For Memorial Day weekend, Matt and I took off for Northampton, Mass. Those who know me from elsewhere or read my Moroccan Mint Tea blog know my love of Northampton. I stumbled across the place by accident last summer on a trip with my mom and kids, and have been in love with it ever since. Matt agreed to make a trip with me, and has friends to visit there besides.
This wasn't at all like meeting the rail-thin, impeccably-groomed Manhattanite (who by the way was very very nice, nothing at all against her); these were my kind of people. (I'm hoping they're not insulted by my thinking so.) Conversation ran the geek gamut, from Harry Potter to Star Wars to Star Trek to who-knows-what, including my personal favorite, Fandom Wank. We also talked a fair amount about local eating, because one of them, Rob, has adopted a raw diet, which also tends to be local. He's had a hard time finding meat in his current location, so if I can ever get him out here to visit, I'll be sure to drag him to the farmer's market with us; he'll absolutely love it.
At any rate, I was hoping that, in a town like Northampton, a locavore might find something of interest to write about. We passed a sign that read "your locally grown food co-op," and swung in. It was the River Valley Market. I wondered whether they'd only carry local items (you could find enough to fill a store in Saratoga, after all), or just emphasize local producers.
It was the latter. It wasn't a bad place, but I'm still more partial to Honest Weight. (Good thing, since it's much closer.) They did have some local items, with local asparagus and fiddleheads front and center, but not as much as I'd hoped. We bought some definitely-not-local strawberries and truffles (the chocolate kind, not the fungus) and hit the town.
It was a good evening. Kicked around Thornes' for a bit, which I always love. Hit the brewpub for a drink or two. Teased Matt about how long it took him to pick a beer. That sort of thing.
The second day was truly my favorite, though. I love socializing, but sometimes need a little quietude afterwards to clear my head. Nothing much was open when we were done eating our bagels in town, so we headed for the Smith campus. The place was full of families from the graduations that weekend, and older ladies who were there for an alumni gathering. Old friends happy to meet up again, and newer friends getting ready to say good-bye. Matt and I just walked through on our own agenda.
Off the athletic fields, we found a trail and started following it. What I had thought was a pond on the campus turned out to link to Mill River, with trails on either side. I had no idea where we were going, but I'd just eaten and had a cup of tea in hand, so I was good to go for a while. It was beautiful scenery, and some well-meaning soul had been walking the trail ahead of us pulling garlic mustard; wilting plants littered the path for most of the walk. That made me chuckle.
Eventually we asked someone on the other side where the path led to, and it sounded kind of far, so we came to the conclusion that eventually we'd just want to turn around and go back. So when we were ready, we crossed and went back on the opposite side. (Much of the river is shallow and rocky; all we had to do was take off shoes and roll up pants.)

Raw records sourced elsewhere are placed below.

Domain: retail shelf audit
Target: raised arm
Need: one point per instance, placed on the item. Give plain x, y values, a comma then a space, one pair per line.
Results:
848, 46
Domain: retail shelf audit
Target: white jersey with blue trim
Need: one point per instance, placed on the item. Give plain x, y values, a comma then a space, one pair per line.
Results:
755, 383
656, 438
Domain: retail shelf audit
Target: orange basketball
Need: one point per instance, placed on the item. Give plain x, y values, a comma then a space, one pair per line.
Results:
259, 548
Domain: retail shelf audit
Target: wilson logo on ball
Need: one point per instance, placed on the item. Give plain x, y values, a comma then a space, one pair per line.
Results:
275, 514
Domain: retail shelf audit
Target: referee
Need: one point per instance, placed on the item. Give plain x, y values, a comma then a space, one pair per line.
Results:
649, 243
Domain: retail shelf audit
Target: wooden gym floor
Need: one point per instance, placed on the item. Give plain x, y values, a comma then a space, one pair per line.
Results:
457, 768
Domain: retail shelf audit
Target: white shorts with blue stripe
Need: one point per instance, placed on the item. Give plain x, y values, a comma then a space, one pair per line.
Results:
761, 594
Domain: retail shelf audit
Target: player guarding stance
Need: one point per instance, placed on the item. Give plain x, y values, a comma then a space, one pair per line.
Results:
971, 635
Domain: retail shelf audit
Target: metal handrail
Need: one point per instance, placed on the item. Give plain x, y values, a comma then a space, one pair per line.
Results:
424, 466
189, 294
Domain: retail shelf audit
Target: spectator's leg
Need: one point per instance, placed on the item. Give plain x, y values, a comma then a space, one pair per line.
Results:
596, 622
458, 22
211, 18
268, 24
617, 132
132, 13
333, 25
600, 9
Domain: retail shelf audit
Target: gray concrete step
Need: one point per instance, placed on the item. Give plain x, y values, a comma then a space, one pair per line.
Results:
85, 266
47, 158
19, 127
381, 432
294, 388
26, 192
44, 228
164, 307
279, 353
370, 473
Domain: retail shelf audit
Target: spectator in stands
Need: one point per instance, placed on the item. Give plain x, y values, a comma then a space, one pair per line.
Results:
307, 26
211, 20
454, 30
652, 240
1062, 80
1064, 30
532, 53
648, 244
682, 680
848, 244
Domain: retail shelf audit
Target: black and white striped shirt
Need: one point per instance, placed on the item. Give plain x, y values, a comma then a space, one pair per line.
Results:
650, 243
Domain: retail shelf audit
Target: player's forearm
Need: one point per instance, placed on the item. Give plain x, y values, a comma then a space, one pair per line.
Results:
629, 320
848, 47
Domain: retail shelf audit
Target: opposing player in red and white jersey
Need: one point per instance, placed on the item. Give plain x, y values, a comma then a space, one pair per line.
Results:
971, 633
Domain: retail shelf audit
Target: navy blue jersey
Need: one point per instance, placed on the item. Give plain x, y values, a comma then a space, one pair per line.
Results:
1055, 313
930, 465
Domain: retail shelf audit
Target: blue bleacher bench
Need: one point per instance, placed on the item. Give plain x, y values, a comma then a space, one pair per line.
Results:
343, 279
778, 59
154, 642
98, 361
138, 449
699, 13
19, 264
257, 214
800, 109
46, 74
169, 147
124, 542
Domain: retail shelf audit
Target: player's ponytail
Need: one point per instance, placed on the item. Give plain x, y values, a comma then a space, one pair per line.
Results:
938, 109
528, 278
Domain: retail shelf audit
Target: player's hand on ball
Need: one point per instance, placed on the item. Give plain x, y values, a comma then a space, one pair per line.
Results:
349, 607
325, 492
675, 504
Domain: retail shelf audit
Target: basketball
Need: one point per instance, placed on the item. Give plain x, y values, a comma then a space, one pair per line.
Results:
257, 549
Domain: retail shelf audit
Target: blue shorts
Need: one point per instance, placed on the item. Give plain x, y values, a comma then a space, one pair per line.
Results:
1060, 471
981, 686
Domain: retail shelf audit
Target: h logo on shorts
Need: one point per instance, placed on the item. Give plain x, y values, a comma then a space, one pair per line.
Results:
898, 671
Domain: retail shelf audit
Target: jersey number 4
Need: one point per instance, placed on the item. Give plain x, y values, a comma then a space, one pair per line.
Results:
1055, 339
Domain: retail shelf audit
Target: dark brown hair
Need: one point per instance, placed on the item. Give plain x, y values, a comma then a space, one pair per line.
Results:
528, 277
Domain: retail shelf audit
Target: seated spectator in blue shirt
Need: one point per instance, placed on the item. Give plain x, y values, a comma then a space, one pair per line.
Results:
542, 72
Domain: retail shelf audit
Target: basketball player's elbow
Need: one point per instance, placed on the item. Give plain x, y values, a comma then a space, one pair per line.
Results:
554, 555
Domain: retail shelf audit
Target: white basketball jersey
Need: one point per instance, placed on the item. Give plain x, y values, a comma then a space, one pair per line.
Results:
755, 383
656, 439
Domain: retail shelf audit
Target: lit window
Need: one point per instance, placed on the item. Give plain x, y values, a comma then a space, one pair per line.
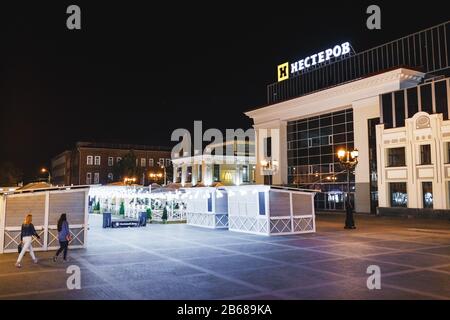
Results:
88, 178
399, 195
396, 157
427, 195
425, 154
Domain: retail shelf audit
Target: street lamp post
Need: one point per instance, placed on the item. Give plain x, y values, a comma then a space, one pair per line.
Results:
49, 179
348, 160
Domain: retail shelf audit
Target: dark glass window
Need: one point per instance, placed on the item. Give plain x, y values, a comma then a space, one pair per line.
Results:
312, 124
399, 97
268, 147
440, 92
386, 100
314, 164
325, 121
425, 98
245, 174
413, 102
427, 195
340, 128
396, 157
262, 203
425, 154
339, 118
448, 152
399, 196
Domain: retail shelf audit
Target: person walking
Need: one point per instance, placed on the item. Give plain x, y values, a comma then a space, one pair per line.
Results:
26, 238
63, 237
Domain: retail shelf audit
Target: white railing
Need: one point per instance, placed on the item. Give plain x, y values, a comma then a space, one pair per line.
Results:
172, 215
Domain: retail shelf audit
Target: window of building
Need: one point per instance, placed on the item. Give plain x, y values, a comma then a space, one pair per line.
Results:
312, 147
386, 100
199, 173
440, 93
399, 97
427, 195
189, 174
245, 175
399, 195
268, 147
425, 154
447, 144
88, 178
426, 98
216, 173
396, 157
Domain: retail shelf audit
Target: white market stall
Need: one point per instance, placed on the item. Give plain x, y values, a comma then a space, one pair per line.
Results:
206, 207
257, 209
267, 210
130, 201
46, 206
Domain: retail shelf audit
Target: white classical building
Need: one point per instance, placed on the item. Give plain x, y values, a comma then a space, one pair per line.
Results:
373, 101
310, 129
414, 153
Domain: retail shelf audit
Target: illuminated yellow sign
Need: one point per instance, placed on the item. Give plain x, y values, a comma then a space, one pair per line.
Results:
283, 71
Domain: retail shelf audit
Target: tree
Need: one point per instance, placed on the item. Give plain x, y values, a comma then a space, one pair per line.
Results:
127, 167
10, 175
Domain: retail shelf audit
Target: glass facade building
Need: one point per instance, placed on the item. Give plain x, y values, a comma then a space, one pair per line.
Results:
312, 156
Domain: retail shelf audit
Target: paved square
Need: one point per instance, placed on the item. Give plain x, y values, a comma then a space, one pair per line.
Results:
181, 262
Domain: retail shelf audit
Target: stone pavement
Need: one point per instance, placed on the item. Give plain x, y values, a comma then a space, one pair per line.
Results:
182, 262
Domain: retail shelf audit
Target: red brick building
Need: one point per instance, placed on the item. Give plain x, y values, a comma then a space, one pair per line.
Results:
93, 163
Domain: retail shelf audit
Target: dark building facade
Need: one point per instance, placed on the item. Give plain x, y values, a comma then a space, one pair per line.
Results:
95, 163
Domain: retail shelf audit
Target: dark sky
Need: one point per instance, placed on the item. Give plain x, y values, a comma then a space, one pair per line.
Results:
135, 73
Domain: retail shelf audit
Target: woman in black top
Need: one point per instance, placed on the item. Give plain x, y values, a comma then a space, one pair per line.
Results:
26, 237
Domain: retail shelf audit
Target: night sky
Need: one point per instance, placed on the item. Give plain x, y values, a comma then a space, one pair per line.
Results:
133, 74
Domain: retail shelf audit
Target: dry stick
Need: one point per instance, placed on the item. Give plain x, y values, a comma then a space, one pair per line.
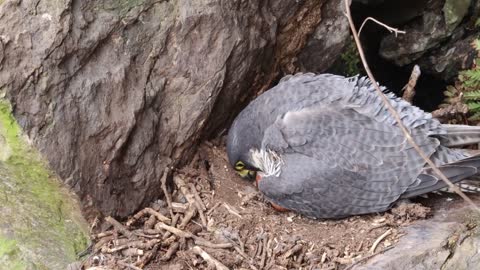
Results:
129, 266
190, 198
148, 256
230, 209
119, 227
266, 245
213, 208
174, 224
170, 252
168, 196
197, 240
379, 239
395, 114
191, 212
212, 261
391, 29
147, 211
409, 89
197, 197
367, 257
292, 251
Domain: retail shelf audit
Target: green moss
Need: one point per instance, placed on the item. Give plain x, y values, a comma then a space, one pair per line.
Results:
10, 255
46, 222
454, 11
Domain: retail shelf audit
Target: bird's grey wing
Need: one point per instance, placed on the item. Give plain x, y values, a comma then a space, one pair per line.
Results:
338, 162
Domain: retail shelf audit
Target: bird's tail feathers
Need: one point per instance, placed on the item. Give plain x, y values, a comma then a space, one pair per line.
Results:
460, 135
428, 180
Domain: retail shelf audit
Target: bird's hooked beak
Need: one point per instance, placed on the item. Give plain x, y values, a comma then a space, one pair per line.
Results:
247, 174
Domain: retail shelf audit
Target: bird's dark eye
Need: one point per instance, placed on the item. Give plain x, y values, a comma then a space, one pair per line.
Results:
239, 166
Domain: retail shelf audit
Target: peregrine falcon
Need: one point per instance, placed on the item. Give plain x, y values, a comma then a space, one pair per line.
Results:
327, 147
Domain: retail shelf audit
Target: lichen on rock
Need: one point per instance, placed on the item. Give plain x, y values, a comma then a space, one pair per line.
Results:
41, 226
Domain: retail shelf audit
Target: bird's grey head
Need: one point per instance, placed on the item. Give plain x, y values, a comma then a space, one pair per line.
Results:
244, 135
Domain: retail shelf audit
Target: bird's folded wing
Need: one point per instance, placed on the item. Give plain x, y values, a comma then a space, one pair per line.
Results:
337, 158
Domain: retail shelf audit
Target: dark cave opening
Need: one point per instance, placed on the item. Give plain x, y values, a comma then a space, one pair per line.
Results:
429, 89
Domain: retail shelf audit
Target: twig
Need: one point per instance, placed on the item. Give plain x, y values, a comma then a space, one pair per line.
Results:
130, 252
231, 210
177, 232
213, 208
205, 243
167, 194
209, 259
131, 266
392, 111
174, 223
409, 89
170, 252
379, 239
148, 225
197, 197
191, 212
102, 234
265, 247
368, 257
147, 211
135, 244
119, 227
98, 246
292, 251
179, 207
148, 256
389, 28
190, 197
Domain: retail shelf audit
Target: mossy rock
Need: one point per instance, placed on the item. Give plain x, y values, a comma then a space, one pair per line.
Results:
41, 226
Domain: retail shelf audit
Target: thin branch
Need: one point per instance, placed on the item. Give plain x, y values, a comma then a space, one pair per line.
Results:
379, 239
395, 114
389, 28
409, 89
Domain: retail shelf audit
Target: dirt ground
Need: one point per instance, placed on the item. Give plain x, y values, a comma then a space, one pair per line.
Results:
236, 228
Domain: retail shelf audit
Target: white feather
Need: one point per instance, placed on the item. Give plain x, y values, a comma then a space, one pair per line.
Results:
268, 161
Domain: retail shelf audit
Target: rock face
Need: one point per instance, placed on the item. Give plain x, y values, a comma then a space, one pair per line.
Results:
438, 39
41, 226
112, 92
451, 240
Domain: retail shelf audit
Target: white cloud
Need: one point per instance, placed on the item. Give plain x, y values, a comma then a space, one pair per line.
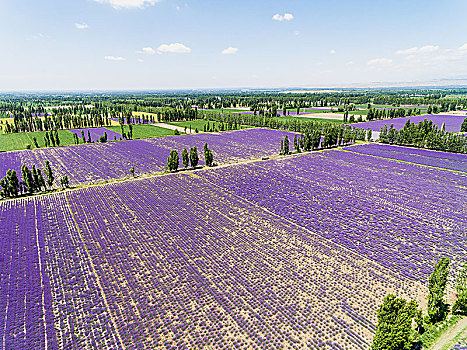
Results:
119, 4
147, 51
428, 48
114, 58
284, 17
416, 49
230, 51
407, 51
81, 26
174, 48
380, 62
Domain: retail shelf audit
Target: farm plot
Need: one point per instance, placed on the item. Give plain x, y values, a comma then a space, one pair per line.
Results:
452, 122
96, 133
403, 216
451, 161
174, 261
96, 162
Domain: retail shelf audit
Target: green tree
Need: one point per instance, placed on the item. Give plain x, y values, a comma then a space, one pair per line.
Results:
286, 145
35, 177
49, 174
208, 156
194, 158
13, 182
173, 161
57, 138
464, 125
40, 179
394, 328
460, 305
185, 158
437, 308
64, 181
27, 178
369, 134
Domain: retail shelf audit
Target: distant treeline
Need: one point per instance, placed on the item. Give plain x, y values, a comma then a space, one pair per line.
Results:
424, 135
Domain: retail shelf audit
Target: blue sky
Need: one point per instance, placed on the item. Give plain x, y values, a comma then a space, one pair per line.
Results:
171, 44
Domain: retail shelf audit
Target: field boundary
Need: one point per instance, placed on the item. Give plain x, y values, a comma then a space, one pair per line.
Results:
326, 240
405, 161
114, 324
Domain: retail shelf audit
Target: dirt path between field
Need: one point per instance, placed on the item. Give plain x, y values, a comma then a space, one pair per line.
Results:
451, 336
174, 127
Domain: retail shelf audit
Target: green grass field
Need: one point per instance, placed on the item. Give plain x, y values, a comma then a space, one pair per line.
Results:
333, 121
18, 141
199, 124
220, 110
144, 131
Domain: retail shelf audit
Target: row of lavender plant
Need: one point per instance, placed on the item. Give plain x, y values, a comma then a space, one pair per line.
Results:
452, 122
92, 163
403, 216
451, 161
175, 261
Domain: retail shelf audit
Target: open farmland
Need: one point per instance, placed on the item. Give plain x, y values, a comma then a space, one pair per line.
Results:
444, 160
90, 163
452, 122
293, 252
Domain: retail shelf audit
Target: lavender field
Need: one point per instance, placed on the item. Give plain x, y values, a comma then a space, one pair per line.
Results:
96, 162
293, 252
95, 133
445, 160
452, 122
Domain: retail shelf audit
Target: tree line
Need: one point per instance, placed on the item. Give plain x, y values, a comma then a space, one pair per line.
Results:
173, 161
424, 135
401, 324
32, 181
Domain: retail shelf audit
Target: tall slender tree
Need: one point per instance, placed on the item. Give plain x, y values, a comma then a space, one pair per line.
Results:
194, 158
437, 308
185, 158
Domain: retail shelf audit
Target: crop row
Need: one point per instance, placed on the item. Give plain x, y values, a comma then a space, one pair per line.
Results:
403, 216
451, 161
174, 261
452, 122
90, 163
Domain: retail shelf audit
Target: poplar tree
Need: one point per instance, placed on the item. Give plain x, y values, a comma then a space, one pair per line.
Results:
208, 157
194, 158
286, 145
27, 178
460, 306
437, 308
173, 160
48, 173
185, 158
394, 328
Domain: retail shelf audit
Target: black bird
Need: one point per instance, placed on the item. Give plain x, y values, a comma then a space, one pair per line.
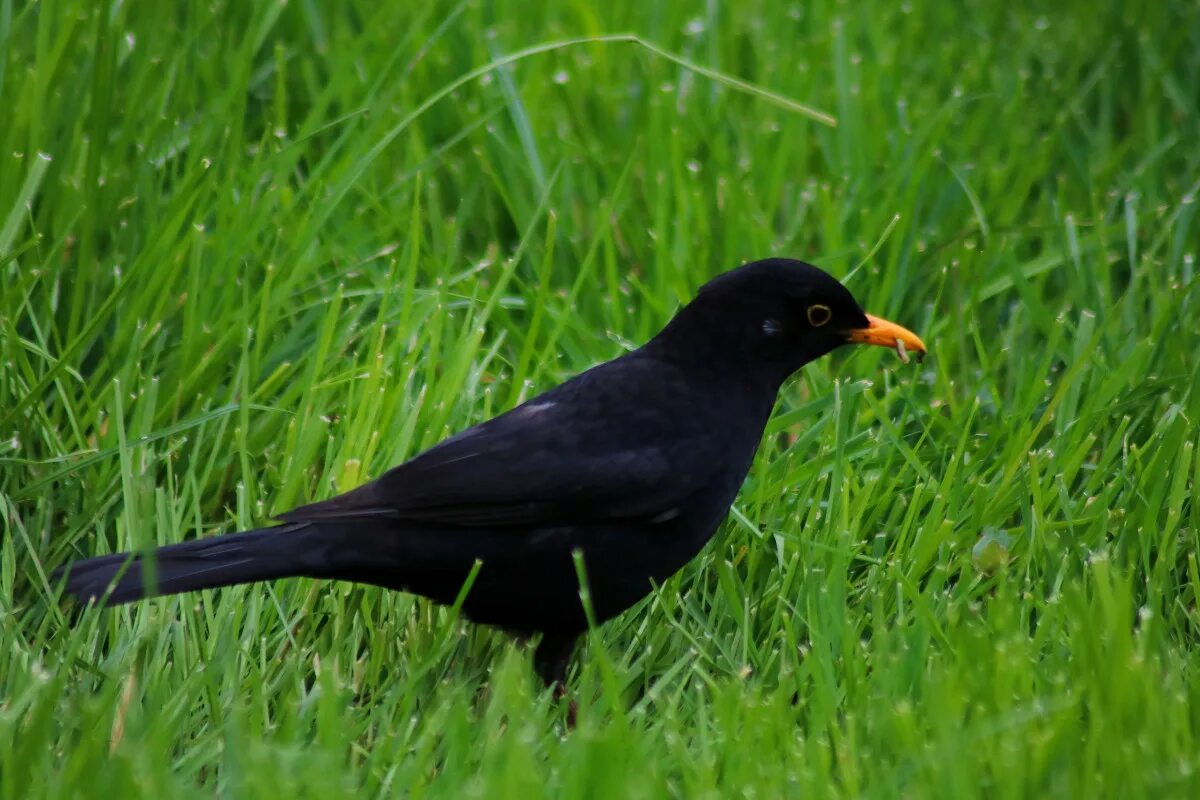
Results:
633, 464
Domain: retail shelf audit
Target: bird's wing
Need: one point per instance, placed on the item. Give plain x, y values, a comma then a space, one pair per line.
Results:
598, 447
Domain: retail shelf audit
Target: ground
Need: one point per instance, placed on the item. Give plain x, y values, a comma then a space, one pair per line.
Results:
255, 253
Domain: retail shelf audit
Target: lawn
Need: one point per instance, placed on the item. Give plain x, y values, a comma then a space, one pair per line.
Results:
252, 254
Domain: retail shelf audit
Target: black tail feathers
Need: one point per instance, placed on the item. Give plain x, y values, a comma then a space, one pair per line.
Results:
263, 554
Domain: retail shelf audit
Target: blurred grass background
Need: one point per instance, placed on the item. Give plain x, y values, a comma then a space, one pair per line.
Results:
245, 262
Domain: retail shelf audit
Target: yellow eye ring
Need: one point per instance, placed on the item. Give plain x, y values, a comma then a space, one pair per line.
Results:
819, 314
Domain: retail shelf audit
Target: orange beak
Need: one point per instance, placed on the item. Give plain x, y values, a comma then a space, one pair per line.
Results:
889, 335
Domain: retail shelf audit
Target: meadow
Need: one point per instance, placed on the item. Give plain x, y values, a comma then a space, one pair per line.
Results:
252, 254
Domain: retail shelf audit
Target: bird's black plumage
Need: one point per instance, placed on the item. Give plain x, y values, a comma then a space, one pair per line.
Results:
633, 464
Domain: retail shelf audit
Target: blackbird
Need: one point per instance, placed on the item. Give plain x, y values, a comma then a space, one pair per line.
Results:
630, 465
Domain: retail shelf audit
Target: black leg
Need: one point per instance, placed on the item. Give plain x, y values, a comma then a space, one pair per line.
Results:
550, 661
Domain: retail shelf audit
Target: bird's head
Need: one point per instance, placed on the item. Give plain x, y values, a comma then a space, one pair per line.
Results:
778, 314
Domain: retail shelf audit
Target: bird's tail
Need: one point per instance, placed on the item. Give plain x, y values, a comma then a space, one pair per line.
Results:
263, 554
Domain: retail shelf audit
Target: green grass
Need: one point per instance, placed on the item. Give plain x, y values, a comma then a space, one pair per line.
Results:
255, 253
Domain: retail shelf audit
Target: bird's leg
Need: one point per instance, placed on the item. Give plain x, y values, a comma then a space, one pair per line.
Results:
550, 661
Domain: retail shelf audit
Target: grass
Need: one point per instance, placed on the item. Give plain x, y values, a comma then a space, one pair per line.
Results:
255, 253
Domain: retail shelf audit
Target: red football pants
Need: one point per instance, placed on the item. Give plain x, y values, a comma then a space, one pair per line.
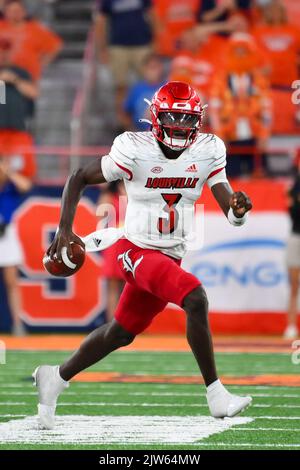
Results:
152, 280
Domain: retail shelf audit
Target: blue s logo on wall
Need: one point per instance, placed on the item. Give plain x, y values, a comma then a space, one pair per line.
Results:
255, 266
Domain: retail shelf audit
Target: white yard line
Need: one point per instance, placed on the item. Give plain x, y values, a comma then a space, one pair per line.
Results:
243, 444
117, 429
267, 429
147, 394
136, 404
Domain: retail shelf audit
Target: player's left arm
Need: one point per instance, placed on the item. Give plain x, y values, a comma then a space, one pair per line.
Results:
235, 205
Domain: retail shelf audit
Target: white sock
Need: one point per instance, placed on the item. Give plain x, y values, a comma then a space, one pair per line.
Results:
216, 387
64, 382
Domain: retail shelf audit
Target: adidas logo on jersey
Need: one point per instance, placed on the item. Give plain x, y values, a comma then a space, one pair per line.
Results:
97, 241
192, 168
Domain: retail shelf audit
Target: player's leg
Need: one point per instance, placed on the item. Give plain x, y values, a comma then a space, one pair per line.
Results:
199, 338
134, 313
52, 380
164, 278
96, 346
221, 403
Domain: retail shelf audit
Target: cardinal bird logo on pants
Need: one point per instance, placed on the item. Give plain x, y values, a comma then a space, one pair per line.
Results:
128, 265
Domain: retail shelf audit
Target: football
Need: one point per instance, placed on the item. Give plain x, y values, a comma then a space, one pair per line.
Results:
68, 266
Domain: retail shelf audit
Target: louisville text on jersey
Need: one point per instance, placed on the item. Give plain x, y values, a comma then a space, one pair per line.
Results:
172, 183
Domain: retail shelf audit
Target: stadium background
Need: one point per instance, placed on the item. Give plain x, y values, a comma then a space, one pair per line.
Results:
243, 270
149, 395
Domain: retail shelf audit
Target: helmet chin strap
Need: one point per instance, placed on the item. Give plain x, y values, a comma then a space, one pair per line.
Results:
168, 142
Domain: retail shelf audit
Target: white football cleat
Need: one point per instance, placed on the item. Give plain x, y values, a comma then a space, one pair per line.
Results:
223, 404
50, 385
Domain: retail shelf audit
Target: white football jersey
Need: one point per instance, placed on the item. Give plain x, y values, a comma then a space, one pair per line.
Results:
162, 192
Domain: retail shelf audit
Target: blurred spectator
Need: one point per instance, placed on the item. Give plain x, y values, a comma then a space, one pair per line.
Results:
20, 90
16, 172
17, 168
2, 2
34, 46
135, 107
124, 39
114, 196
240, 105
281, 42
172, 19
293, 258
221, 10
198, 60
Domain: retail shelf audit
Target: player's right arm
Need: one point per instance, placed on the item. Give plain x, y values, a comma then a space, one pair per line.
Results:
74, 187
118, 164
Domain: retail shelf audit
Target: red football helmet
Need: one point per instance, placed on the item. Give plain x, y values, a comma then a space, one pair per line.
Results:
176, 115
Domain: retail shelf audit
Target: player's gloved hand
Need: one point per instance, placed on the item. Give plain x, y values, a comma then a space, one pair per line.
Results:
240, 203
63, 239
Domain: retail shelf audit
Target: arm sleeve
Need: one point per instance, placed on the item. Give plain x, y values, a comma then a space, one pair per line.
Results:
118, 164
217, 173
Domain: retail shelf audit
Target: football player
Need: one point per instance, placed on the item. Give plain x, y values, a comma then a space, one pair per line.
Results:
164, 171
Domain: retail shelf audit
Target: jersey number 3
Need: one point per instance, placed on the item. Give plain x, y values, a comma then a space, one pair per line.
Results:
169, 224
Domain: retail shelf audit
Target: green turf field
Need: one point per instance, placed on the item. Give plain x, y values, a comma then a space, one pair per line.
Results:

Hit a few shops on the way back into town, and as we were headed towards a used book store I'd noticed the day before, Matt said, "Local Burger & Fries."
I said, "What? Where?!?" He pointed across the street. We made a note of it for after the book store.
I worried that Local Burger & Fries might be named thusly because it was the local burger joint, not because you could get actual local food there; it just seemed too good to be true. But no, they do! Even the potatoes came from a local farm, and any one of the family members there will start listing off the farms that different foods come from if you ask. The fries are hand-cut and fried in peanut oil, and absolutely fantastic. You can get your burger in black angus or grass-fed, and they'll ask you if you want "pink or no pink?" They have turkey burgers, potobellos, and their own version of a veggie burger (no doubt to keep it local).
The only complaint I have is the lack of healthy stuff. It's true that you don't go to a burger joint for health food, but it would be nice to be able to order a salad. The menu is a bit limited - but their simplicity could be part of their success, focusing all their energy on making a few items really, really well. And they certainly do.